« Elle me raconta être née de la mer, dans une ville portuaire où le vent salin s’abattait sans jamais s’essouffler. Enfant, elle traînait en bordure des quais, nageant dans des eaux poissonneuses et se faufilant entre les filets. Le goût salé des larmes lui était familier. Elle avait la connaissance du large ; elle savait lire les signes qui prédisent la tempête ou précèdent l’embellie.
‘Les débordements finissent toujours par s’apaiser. Tout comme les cycles lunaires commandent les marées.

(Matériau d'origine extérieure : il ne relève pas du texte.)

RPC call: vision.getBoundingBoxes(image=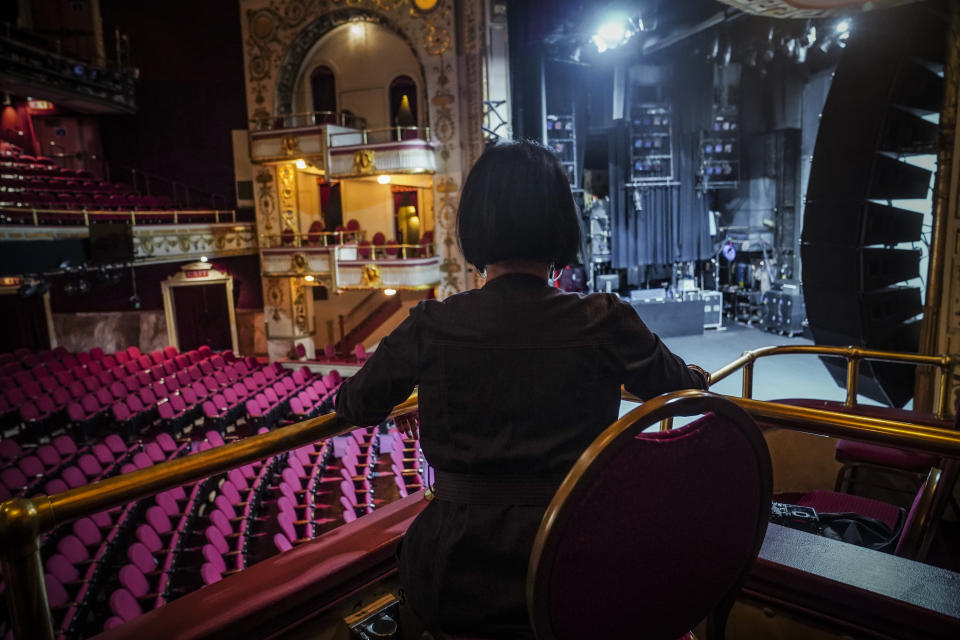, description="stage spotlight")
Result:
[590,14,642,53]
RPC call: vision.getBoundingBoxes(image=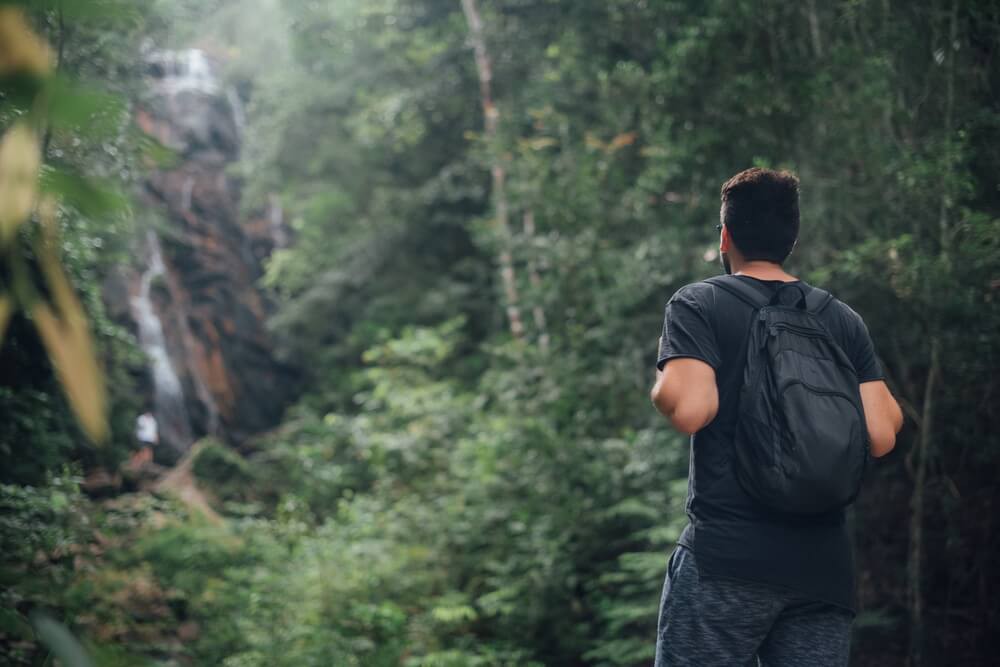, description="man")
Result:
[651,168,903,667]
[129,410,160,469]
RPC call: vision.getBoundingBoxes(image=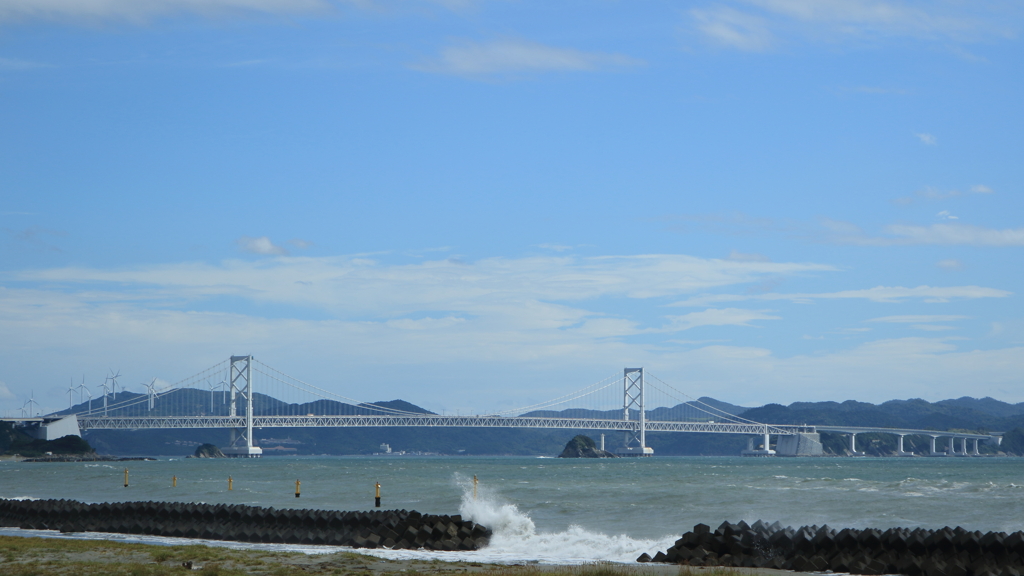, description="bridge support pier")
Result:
[739,426,774,456]
[850,433,866,456]
[896,434,913,456]
[774,433,824,456]
[222,356,263,458]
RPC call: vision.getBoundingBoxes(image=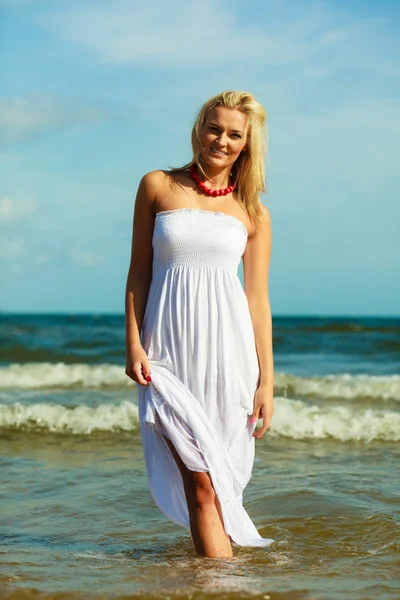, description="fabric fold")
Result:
[138,359,273,546]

On n’y peut rien.’
Après plusieurs mois en compagnie de cette femme poisson, je n’avais plus le coeur à l’averse. Elle avait eu du souffle pour deux jusqu’à ce que je reprenne le mien.
Sans trop le savoir, nous étions doués pour vivre ensemble. Peu portés vers l’abondance, nous ne possédions que peu de choses. Notre barda se composait, selon nos critères, de l’essentiel.

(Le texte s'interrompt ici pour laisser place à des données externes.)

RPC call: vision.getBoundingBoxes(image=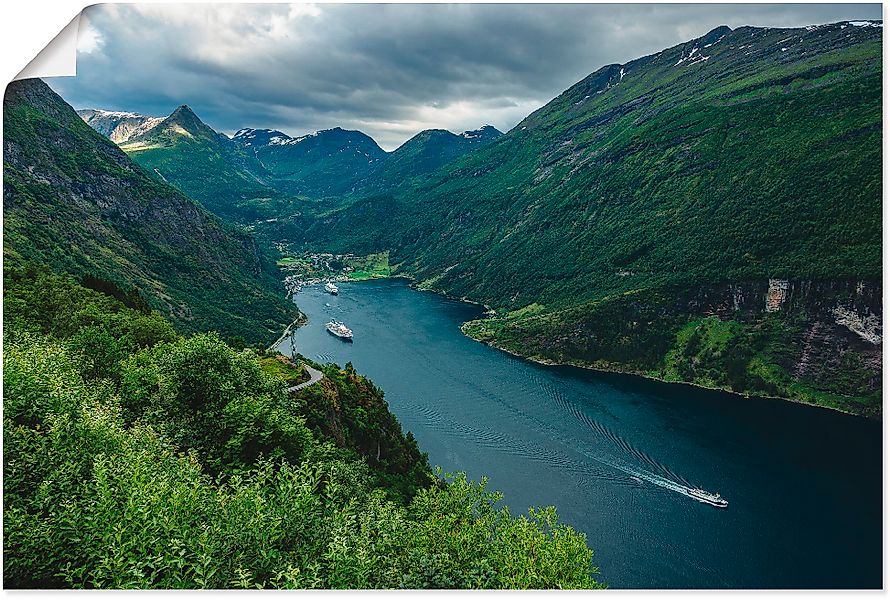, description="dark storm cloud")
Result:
[50,4,881,148]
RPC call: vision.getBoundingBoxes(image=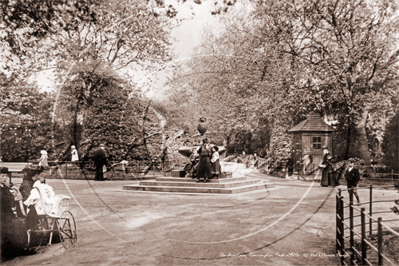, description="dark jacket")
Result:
[321,153,334,173]
[345,168,360,186]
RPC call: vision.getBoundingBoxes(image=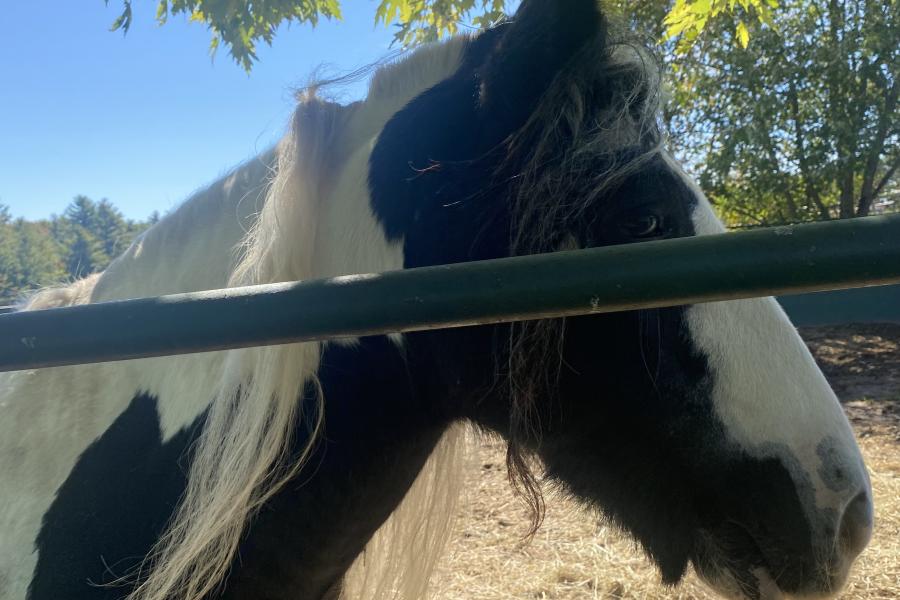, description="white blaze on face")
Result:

Nous possédions le bonheur à petite échelle : le rire, un café chaud, le désir et un lit douillet.
Je m’employais chaque soir à rendre plus adhérant le mortier qui me liait à Carole. L’amour est une pâte, l’écoute et la tendresse sont les mains qui la pétrissent. Je veillais à ce que nous restions confortables, bien au chaud et à l’abri dans ce beau pétrin. » (p. 13-14)
Dépression ou pas, les sentiments humains ne chôment jamais.
Nous possédions le bonheur à petite échelle : le rire, un café chaud, le désir et un lit douillet.